Deadwood constitutes an important input of carbon to soil, but its role in carbon sequestration over the long term is not well documented in the eastern boreal forests of Canada, especially when compared with foliar litter. The objectives of this study were to characterize and compare patterns of mass loss and changes in chemical composition of deadwood and foliar litter of trembling aspen (Populus tremuloides Michx.), white spruce (Picea glauca (Moench) Voss), and balsam fir (Abies balsamea (L.) Mill.) during a 5- to 6-year period of field decomposition, using litterbags, solid-state C-13 nuclear magnetic resonance analysis, and lignin monomer quantification by cupric oxide oxidation.
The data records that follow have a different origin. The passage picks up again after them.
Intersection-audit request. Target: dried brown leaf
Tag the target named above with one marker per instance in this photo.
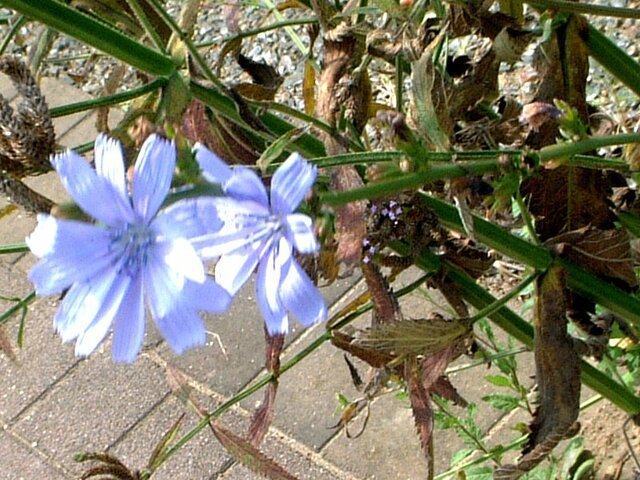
(557, 366)
(604, 252)
(249, 456)
(372, 357)
(350, 219)
(263, 416)
(421, 409)
(424, 336)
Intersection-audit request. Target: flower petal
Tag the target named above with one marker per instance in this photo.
(188, 218)
(109, 162)
(214, 169)
(81, 305)
(207, 296)
(291, 182)
(300, 233)
(229, 241)
(244, 184)
(91, 337)
(300, 297)
(152, 175)
(72, 251)
(182, 329)
(128, 328)
(268, 288)
(162, 285)
(180, 257)
(233, 270)
(94, 194)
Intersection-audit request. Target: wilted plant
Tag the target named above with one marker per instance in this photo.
(426, 179)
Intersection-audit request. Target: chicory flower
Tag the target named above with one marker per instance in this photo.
(261, 231)
(131, 259)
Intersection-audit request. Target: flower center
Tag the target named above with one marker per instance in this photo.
(132, 244)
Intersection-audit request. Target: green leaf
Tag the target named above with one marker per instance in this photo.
(460, 455)
(95, 33)
(425, 77)
(499, 380)
(502, 401)
(479, 473)
(277, 148)
(614, 59)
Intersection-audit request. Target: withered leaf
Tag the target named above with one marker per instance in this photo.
(249, 456)
(557, 374)
(422, 336)
(263, 416)
(374, 358)
(350, 219)
(385, 304)
(421, 408)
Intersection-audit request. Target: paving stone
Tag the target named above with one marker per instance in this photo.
(91, 408)
(41, 362)
(387, 449)
(22, 463)
(202, 457)
(241, 332)
(304, 465)
(306, 401)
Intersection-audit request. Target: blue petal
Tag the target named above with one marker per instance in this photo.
(300, 297)
(291, 182)
(128, 328)
(208, 296)
(91, 337)
(182, 329)
(109, 162)
(81, 305)
(73, 252)
(233, 270)
(163, 286)
(180, 257)
(244, 184)
(214, 169)
(188, 219)
(267, 288)
(152, 175)
(94, 194)
(229, 241)
(300, 233)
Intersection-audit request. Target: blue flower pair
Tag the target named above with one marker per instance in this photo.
(138, 256)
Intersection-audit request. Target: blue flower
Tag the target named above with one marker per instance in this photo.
(262, 231)
(131, 257)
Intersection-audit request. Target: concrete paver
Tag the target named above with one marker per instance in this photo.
(20, 463)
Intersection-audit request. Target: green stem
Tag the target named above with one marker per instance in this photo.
(490, 309)
(410, 181)
(585, 8)
(191, 48)
(15, 248)
(317, 343)
(522, 331)
(150, 30)
(569, 149)
(17, 307)
(108, 100)
(21, 20)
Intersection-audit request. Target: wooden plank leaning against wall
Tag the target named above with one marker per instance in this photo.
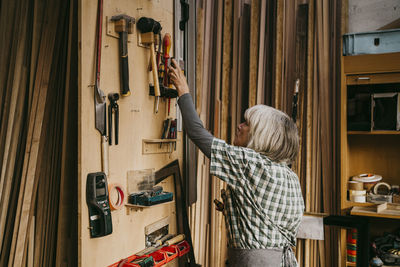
(137, 122)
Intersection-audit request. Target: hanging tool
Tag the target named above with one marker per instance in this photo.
(166, 48)
(168, 242)
(124, 25)
(148, 28)
(99, 97)
(113, 108)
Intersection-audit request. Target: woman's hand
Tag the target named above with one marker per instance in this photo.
(177, 78)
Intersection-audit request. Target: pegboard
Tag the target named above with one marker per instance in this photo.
(137, 122)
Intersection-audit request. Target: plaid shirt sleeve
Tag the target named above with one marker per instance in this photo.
(228, 162)
(261, 193)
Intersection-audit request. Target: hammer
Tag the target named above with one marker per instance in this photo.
(124, 25)
(149, 27)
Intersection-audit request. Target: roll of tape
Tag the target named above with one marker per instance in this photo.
(382, 188)
(359, 199)
(367, 178)
(117, 203)
(358, 192)
(355, 185)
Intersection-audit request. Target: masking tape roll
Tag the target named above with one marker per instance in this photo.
(358, 192)
(355, 185)
(115, 187)
(378, 188)
(359, 199)
(367, 178)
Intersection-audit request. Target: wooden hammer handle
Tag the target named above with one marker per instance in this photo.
(154, 70)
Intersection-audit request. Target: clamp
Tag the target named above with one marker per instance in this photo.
(113, 108)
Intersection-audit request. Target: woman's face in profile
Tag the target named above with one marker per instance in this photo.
(242, 135)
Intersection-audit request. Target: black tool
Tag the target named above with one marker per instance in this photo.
(113, 108)
(99, 208)
(124, 25)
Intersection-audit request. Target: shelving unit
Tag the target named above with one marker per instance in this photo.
(367, 151)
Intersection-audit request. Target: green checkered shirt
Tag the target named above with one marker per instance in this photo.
(263, 200)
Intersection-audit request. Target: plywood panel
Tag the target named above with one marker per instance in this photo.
(372, 63)
(137, 122)
(375, 154)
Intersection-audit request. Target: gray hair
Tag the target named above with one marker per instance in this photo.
(272, 133)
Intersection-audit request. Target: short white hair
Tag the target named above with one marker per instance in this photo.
(272, 133)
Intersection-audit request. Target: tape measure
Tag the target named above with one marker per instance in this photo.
(116, 196)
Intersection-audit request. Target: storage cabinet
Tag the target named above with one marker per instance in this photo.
(364, 149)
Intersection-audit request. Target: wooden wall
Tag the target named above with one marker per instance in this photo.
(137, 122)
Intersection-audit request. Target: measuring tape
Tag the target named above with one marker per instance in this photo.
(116, 204)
The maximum decomposition limit was similar between foliar litter and wood material, but foliar litter decomposed faster, reached the estimated maximum decomposition limit, and converged to a composition rich in alkyl, phenolic, and carbonyl carbon. However, wood did not reach the estimated maximum decomposition limit and underwent relatively little chemical changes, remaining with high carbohydrate content. At the end of the experiment, aspen wood still had a lower lignin concentration than that of conifers, but contained higher proportions of alkyl and carbonyl carbon. Although wood contributes to a greater diversity in the chemical composition of the forest floor, foliar litter, which keeps a high alkyl C content throughout its decay, could generate more recalcitrant residual organic matter.